AI cybersecurity and digital ethics Valuation and portfolio optimisation

The Promise and Peril of Generative AI: Evidence from GPT as Sell-Side Analysts

Can AI-powered financial analysis be trusted?

Edward Xuejun Li, Min Shen, Zhiyuan Tu, and Dexin Zhou study this question in their paper "The Promise and Peril of Generative AI: Evidence from GPT as Sell-Side Analysts".

They analyse 7,114 earnings press releases from 1,000 firms, prompting GPT to identify key sentences, extract financial metrics, and forecast one-year-ahead earnings per share.
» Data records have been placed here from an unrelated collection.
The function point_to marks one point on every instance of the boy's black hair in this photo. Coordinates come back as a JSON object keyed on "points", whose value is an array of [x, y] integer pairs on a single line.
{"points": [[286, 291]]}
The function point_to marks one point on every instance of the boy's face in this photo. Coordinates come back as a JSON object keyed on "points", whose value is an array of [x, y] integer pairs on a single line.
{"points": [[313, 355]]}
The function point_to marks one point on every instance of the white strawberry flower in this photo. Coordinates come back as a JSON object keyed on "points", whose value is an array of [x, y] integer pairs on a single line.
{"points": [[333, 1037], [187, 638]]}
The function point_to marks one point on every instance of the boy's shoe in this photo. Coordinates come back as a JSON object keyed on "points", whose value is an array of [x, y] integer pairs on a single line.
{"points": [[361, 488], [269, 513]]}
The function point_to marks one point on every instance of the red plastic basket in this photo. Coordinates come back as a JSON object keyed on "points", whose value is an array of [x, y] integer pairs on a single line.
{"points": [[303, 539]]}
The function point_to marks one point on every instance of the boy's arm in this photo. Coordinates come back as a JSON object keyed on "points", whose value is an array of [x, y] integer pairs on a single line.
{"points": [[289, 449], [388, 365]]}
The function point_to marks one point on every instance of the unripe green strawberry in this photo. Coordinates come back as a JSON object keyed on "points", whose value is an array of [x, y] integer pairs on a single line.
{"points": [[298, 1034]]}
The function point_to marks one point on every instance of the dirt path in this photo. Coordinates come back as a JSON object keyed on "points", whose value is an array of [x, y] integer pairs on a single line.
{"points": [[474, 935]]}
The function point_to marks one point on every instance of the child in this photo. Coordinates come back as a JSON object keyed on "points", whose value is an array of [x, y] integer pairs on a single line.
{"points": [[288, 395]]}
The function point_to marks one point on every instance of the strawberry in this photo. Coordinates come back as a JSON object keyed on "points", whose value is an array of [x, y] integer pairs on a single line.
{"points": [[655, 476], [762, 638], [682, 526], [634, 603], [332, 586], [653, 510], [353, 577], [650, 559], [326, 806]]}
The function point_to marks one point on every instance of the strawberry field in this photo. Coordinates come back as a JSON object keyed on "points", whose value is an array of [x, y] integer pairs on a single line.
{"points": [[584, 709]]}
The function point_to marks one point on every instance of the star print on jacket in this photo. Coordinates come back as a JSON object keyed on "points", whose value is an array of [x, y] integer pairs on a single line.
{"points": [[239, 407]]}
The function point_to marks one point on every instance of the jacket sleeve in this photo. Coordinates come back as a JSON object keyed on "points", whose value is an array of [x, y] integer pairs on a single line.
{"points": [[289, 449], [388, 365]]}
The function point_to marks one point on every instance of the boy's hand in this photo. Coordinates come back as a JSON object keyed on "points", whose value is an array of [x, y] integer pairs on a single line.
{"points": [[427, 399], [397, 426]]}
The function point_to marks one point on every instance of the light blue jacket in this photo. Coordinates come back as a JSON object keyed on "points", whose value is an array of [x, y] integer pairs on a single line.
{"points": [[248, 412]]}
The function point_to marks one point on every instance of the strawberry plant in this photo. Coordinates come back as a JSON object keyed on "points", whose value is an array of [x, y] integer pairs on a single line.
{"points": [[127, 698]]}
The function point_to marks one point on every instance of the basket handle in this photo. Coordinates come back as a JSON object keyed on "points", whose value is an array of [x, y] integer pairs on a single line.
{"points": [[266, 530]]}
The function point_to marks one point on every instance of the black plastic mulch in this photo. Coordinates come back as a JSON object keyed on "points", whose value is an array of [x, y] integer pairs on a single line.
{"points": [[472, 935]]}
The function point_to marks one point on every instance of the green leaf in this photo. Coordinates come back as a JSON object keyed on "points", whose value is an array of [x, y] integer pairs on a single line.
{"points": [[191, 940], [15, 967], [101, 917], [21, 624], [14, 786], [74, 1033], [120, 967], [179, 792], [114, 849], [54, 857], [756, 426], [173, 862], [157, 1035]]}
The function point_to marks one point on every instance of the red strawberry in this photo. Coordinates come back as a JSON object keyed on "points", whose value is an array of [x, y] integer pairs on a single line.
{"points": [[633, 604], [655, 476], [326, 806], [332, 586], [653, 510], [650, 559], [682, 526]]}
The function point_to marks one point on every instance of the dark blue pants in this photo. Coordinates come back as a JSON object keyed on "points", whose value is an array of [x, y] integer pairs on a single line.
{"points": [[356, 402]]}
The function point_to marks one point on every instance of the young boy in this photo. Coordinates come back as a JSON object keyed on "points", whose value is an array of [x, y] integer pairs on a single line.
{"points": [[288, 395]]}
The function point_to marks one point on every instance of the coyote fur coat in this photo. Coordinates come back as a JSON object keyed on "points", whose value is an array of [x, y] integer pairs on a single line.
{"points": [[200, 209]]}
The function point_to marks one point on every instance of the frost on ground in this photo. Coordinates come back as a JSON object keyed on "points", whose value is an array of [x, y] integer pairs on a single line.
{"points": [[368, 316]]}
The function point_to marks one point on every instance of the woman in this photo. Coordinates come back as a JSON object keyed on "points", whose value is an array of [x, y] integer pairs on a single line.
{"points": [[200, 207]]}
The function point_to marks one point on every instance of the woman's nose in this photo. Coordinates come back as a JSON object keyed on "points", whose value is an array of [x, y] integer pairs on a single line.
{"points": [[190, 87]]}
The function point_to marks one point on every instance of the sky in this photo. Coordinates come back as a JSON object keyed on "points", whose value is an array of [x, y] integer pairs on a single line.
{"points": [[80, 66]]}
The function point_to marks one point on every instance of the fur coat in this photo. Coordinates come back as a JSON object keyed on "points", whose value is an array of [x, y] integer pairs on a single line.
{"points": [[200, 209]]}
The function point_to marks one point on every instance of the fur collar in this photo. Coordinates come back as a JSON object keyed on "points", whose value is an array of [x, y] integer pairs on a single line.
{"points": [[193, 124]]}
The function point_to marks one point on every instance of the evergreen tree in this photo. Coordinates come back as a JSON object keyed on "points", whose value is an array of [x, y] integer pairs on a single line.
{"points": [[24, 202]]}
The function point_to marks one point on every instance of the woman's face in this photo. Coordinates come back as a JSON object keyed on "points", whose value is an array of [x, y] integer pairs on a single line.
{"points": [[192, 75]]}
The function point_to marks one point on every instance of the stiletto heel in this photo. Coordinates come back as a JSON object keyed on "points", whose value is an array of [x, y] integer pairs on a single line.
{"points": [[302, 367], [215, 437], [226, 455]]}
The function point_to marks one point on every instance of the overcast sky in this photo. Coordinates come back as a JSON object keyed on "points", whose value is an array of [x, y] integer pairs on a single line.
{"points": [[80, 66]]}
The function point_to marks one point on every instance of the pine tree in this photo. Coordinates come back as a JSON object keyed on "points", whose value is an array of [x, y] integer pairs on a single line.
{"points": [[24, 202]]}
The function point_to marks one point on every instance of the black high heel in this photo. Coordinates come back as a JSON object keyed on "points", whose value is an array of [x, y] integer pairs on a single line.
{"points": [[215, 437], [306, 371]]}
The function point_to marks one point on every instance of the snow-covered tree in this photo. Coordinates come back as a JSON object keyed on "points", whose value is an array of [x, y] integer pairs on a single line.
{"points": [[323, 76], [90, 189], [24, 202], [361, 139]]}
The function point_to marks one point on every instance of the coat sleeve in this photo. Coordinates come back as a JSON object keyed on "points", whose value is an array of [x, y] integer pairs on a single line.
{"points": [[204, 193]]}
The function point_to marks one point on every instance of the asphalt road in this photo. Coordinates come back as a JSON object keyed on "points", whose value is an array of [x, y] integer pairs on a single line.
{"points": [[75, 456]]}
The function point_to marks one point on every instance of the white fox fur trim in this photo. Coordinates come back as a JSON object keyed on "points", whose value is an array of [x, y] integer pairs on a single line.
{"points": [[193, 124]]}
Their goal is to explore whether GPT produces reliable earnings forecasts and whether observable processing signals predict output quality. Their main conclusions include:

  • GPT's narrative attention is consistent and human-like: it prioritises readable, forward-looking, and negatively toned sentences, closely mirroring patterns of investor attention in the literature.
  • GPT's alignment with analyst-identified metrics improves when financial disclosures are more detailed and when firms have broader analyst coverage.
  • Forecast accuracy improves when GPT selects more readable and forward-looking sentences but deteriorates when it emphasises negatively toned language.
  • A one standard deviation increase in GPT-analyst metric alignment corresponds to a 16.8% lower forecast error, which underscores the significance of the model's quantitative reasoning skills.
  • GPT's self-assessed confidence scores carry informational value but are imperfectly calibrated, as it does not systematically decline after the model's knowledge cutoff.
  • A composite diagnostic framework aggregating narrative focus, metric alignment, and confidence proposed in the article offers a practical tool to screen model outputs on forecast accuracy.

These findings highlight LLMs lower the cost of processing corporate disclosures but introduce the new challenge of evaluating the quality and reliability of AI-generated outputs.

Notably, GPT outperforms analysts in more than one-quarter of firm-quarters, suggesting meaningful potential when conditions are favourable.

Models however have limited awareness of their own informational constraints, so investors who cannot recognise when model reliability weakens risk making poorly informed decisions.

As a limitation, the study captures only one dimension of GPT's quantitative reasoning, and future refinements may reveal additional processing signals linked to accuracy.

Pre-cutoff performance may also benefit from what the authors call a "time-traveller's advantage," where GPT draws on information unavailable to other analysts at the same time.